Cette proposition, qui entend libéraliser les services dans l’espace européen, est exemplaire de l’Europe que nous ne voulons pas, de l’Europe qui est uniquement au service de l’argent et des intérêts privés, de l’Europe qui réduit peu à peu le champ démocratique, de l’Europe qui organise la casse sociale, de l’Europe qui nous soumet chaque jour un peu plus à la mondialisation néolibérale.

Cette proposition, qui émane de l’institution la moins démocratique d’Europe, est une véritable agression contre la démocratie parce qu’elle entend, je cite, « mettre fin au pouvoir des autorités locales », c'est-à-dire mettre fin au pouvoir communal, au pouvoir de l’institution la plus proche des gens. Elle agresse aussi la démocratie parce qu’elle constitue une machine de guerre contre les services publics et parce qu’elle viole le droit européen existant.

Ce projet de directive n’est pas amendable, parce que toute la philosophie qui sous-tend chacun de ses articles est celle de l’Etat minimum cher aux néolibéraux. Nous sommes ici pour exprimer une même volonté : que ce projet soit retiré.

Je terminerai en m’adressant aux représentants des partis politiques qui ont tenu à être présents, cet après-midi, à nos côtés.

Votre présence, mesdames et messieurs qui avez vocation à nous représenter, souligne quelques contradictions :

- certains d’entre vous appartiennent à des partis politiques dont les représentants au Parlement européen adoptaient, le 13 février 2003, une résolution dont le point 35 demandaient l’application du « principe du pays d’origine », une des dispositions les plus contestables de la proposition Bolkestein ;

- tous, en tout cas je m’adresse aux partis qui, à un moment ou un autre, ont participé au gouvernement du pays, tous, vous soutenez ce projet de Constitution européenne que nous rejetons et qui va rendre quasiment irréalisables la plupart des promesses que vous êtes en train de faire aux électeurs.

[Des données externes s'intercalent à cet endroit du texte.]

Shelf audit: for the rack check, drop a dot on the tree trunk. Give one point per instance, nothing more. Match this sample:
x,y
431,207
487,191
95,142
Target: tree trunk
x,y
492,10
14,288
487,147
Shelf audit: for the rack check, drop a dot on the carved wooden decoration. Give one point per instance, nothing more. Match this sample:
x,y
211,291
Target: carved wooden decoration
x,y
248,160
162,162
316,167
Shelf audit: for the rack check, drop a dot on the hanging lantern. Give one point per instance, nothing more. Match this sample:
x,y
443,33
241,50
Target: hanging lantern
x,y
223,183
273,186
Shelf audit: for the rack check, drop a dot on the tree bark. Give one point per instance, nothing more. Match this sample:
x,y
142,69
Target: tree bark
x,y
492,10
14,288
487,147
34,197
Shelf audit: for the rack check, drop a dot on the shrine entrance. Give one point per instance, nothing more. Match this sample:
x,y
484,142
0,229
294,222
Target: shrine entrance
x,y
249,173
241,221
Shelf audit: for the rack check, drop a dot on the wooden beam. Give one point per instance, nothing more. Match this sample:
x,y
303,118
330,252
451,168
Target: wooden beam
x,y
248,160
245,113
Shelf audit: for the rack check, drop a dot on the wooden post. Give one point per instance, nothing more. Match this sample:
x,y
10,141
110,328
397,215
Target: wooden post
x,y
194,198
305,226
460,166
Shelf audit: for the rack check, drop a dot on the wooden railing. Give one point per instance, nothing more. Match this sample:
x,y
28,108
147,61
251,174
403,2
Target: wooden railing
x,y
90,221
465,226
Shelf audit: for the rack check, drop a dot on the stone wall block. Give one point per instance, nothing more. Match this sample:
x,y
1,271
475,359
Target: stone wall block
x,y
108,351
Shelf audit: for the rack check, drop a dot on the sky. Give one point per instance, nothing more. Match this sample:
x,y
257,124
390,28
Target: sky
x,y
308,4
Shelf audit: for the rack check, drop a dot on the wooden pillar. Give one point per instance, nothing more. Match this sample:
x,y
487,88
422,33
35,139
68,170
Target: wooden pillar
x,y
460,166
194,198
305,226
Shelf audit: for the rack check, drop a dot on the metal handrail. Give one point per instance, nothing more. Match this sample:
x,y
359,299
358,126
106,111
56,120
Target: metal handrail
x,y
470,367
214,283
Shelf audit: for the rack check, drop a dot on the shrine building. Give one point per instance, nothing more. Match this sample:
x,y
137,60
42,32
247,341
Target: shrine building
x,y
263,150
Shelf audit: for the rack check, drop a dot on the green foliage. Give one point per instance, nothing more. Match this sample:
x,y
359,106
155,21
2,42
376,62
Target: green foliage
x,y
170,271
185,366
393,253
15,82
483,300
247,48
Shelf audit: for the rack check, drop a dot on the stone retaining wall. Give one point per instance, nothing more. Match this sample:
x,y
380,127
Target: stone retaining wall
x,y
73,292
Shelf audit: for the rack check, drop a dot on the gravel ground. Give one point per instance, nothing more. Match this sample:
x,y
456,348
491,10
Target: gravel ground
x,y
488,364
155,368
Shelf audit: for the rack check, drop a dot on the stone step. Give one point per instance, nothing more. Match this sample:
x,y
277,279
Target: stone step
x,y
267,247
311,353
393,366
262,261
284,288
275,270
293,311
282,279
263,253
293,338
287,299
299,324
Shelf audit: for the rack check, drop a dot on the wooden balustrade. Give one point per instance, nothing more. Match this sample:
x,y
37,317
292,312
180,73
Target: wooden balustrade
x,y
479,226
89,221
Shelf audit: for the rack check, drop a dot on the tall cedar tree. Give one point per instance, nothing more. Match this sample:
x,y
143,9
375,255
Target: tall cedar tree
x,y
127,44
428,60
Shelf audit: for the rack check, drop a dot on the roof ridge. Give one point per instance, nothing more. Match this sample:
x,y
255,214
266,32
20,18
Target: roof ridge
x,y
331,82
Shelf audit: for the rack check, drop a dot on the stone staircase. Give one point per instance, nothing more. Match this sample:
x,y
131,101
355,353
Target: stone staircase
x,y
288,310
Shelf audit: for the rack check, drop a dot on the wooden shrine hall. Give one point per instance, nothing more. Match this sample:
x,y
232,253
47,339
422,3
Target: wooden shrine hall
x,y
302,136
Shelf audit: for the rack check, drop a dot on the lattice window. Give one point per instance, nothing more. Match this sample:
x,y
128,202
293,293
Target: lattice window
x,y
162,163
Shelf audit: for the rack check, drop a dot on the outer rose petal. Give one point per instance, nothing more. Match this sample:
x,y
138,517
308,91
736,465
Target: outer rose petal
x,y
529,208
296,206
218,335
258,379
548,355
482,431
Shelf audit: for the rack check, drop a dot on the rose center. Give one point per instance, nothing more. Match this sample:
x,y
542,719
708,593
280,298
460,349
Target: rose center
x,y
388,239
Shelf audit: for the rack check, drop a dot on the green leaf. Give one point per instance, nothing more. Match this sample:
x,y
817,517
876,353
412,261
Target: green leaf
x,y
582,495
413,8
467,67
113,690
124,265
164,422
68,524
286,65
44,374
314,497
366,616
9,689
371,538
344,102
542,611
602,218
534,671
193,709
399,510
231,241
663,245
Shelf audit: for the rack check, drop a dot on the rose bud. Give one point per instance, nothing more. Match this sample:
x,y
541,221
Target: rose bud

Votre présence ici ne peut donc que nous inciter à une vigilance accrue à votre égard. Etre ici, aujourd’hui, vous engage. Soyez persuadés que nous surveillerons la manière dont vos élus se comporteront au Parlement européen si par malheur la proposition Bolkestein leur est soumise. Et nous en rendrons compte. Le double langage peut tromper un temps. Il ne peut pas tromper tout le temps.

On ne peut pas, en même temps, servir les patrons et le peuple. A vous de choisir. Notre choix, quant à nous c’est celui d’une Europe des citoyens, par les citoyens, pour les citoyens.